The test project for the measuring of average speed that was supposed to start this summer is waiting for the permission of the Data Protection Inspectorate.
On Aug. 8, the Transport Administration submitted a request for the use of speed camera data to the Data Protection Inspectorate in order to conduct an impact study for measuring the average speed on sections of state roads.
«Since the application is still pending at the Data Protection Inspectorate and no decision has been made, the Transport Administration cannot carry out testing at this time. If the decision is positive and the Transport Administration is granted the relevant permission, testing preparation and project communication will begin,» Kati Tamtik, director of the mobility planning service at the Transport Administration, said.
Spokespeople for the Data Protection Inspectorate said the length of the procedure depends on the authority's additional questions.
In July, the Transport Administration received a task from Climate Minister Kristen Michal and the government's traffic committee to start measuring the average speed of vehicles in the areas between speed cameras on major highways in Estonia.
«This is foremost a methodical or technical study so that we can reassess in the traffic committee whether this as a measure to increase traffic safety could be an option in the future,» Michal said at the time.

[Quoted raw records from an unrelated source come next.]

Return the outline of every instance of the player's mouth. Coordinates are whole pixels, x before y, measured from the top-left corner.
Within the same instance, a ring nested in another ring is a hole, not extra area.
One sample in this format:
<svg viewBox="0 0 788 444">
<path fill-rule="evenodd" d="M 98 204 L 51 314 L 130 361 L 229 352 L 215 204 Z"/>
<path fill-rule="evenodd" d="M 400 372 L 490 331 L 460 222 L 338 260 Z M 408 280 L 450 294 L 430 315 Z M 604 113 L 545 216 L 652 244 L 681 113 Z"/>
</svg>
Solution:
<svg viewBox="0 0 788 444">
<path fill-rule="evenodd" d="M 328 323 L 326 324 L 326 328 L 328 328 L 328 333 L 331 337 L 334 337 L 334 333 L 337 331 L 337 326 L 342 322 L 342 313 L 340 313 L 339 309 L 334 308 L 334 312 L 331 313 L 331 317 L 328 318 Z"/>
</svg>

He emphasized that no personal data will be collected or fines will be issued during the study, public broadcaster ERR's news portal reported.
Possible test sections where speed will be measured in this way are located on the Tallinn-Tartu, Tallinn-Narva, Tallinn-Parnu and Aasmae-Haapsalu roads.
Already existing stationary speed cameras will be used as the measuring tool and the purpose of the study is to identify their technical capability.